According to USAID, one in every ten people in Mozambique has HIV, and 58 percent of them are women. Although the issue requires a series of comprehensive measures and is far from being solved, there are initiatives trying to provide socio-economic empowerment opportunities for Mozambican women.
The Mozambican Association of Recycling, a nonprofit also known as AMOR, is one of them. Founded in 2010, the project is a network of recycling centers, called Ecopontos, around the country. Each Ecoponto is run by disadvantaged women trying to enter the labor market, many of them HIV-positive.
“AMOR has a total of ten recycling points and six of them are run by HIV-positive women; the other four are managed by young people from other empowerment programs. In addition, three other HIV-positive women who have excelled at Ecopontos were hired to work in our headquarters,” explains Patricia Neves, AMOR’s General Coordinator in Maputo, who also explains that all HIV-positive women who are part of the project must also go through HIV treatment. “They all have an obligation to take the medicine and attend monthly meetings.”
Luisa Mula began working at an Ecoponto in 2012 and now works six days a week earning between 5,000 and 6,000 meticais a month, the equivalent of 115 and 140 dollars. “My life has improved a lot after I started working here. What I get is not much, but at least I can help with the household expenses; it's a start," says Luisa.
AMOR's biggest success story is Celia Maria Nhabomga. She started working at an Ecoponto in March 2009 when there were only three centers in Maputo. “I found it interesting, the idea of working with recycling, and decided to try. I was gathering cardboard, plastic, bottles, magazines, glass, metal, and also electronic waste.”
In one year, the AMOR Association recycles an average of 700 tons of solid waste, which the NGO then exports to countries like South Africa.
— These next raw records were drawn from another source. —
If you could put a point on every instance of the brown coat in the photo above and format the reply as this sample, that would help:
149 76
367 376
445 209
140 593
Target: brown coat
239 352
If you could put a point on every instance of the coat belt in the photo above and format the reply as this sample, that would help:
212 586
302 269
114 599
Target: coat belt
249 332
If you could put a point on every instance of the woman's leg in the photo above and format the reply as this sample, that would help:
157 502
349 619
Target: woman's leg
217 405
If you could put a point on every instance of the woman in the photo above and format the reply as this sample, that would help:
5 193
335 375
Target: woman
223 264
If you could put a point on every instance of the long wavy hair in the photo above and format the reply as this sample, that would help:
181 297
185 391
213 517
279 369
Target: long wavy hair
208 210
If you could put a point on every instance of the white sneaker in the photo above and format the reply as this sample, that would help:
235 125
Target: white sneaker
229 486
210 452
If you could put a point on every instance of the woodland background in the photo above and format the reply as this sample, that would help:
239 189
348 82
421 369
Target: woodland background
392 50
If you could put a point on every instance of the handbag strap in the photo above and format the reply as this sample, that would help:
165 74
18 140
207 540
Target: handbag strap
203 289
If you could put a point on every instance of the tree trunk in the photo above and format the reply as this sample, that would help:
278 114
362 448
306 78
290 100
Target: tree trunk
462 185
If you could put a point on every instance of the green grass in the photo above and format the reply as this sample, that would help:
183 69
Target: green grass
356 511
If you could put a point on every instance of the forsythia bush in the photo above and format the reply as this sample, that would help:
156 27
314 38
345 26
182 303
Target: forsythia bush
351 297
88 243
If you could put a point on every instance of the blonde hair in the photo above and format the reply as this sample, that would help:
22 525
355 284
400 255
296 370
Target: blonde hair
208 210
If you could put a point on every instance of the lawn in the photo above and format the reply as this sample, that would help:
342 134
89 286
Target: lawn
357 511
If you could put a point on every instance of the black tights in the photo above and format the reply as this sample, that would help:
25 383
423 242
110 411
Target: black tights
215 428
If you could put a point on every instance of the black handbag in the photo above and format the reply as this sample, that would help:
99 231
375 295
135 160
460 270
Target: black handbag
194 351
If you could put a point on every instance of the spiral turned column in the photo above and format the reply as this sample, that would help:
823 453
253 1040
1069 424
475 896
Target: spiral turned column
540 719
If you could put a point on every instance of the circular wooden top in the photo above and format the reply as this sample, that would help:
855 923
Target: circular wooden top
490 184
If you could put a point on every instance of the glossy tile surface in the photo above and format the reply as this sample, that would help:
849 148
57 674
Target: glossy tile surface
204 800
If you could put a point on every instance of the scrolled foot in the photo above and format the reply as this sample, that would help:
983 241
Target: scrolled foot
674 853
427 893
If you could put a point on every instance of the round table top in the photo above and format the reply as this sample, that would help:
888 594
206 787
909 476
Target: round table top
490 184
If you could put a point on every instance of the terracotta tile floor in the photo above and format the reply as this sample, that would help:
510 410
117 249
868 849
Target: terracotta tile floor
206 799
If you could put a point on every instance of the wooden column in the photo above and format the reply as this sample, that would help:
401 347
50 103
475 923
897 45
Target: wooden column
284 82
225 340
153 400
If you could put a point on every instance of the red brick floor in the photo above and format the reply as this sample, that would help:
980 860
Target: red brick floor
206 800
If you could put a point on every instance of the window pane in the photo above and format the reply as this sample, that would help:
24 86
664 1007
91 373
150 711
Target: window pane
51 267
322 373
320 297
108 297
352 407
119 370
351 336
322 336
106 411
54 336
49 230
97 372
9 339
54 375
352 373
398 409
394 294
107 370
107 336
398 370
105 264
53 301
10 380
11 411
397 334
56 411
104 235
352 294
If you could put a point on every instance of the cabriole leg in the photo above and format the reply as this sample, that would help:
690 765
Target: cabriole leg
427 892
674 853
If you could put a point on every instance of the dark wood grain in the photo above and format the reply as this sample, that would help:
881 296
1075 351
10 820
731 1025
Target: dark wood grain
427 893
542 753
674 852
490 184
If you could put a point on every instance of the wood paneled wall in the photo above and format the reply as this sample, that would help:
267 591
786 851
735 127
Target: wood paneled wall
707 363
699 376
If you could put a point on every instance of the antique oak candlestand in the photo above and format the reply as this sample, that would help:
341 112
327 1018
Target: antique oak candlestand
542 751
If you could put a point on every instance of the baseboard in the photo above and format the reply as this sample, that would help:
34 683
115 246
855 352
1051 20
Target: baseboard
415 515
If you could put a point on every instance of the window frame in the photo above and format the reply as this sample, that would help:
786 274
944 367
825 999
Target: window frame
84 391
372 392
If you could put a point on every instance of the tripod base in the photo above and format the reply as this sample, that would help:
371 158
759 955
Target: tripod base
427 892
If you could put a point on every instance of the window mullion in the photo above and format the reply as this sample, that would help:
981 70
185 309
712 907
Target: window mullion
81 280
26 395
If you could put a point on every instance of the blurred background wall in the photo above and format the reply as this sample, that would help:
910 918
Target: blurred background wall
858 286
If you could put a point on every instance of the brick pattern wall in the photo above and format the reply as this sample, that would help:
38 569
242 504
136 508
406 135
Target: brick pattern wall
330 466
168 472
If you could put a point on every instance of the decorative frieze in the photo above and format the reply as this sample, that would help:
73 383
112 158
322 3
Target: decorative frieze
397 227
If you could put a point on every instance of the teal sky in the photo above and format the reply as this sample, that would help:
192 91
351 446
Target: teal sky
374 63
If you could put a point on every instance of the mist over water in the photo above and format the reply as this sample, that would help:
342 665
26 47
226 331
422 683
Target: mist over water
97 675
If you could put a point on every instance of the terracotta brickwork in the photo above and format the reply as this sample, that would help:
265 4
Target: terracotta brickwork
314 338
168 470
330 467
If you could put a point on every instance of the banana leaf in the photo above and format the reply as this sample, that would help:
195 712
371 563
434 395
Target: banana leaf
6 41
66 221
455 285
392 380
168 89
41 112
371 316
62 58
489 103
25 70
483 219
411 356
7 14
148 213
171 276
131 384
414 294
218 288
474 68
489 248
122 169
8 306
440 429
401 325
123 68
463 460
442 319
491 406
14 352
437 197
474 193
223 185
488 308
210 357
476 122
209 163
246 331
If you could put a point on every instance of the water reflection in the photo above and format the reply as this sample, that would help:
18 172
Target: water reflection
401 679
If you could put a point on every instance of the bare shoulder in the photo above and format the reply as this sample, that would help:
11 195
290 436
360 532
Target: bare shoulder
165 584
By the end of 2016, AMOR intends to create ten more Ecopontos in Cidade da Beira, the second largest city in Mozambique, recycling around 2,000 tons per year, and creating new jobs for Mozambican women.
“In a traditionally sexist society like in the south of Mozambique, financial independence and the empowerment of women through work can create opportunities for them to have better choices about their social positions and their partners,” says Patricia Neves.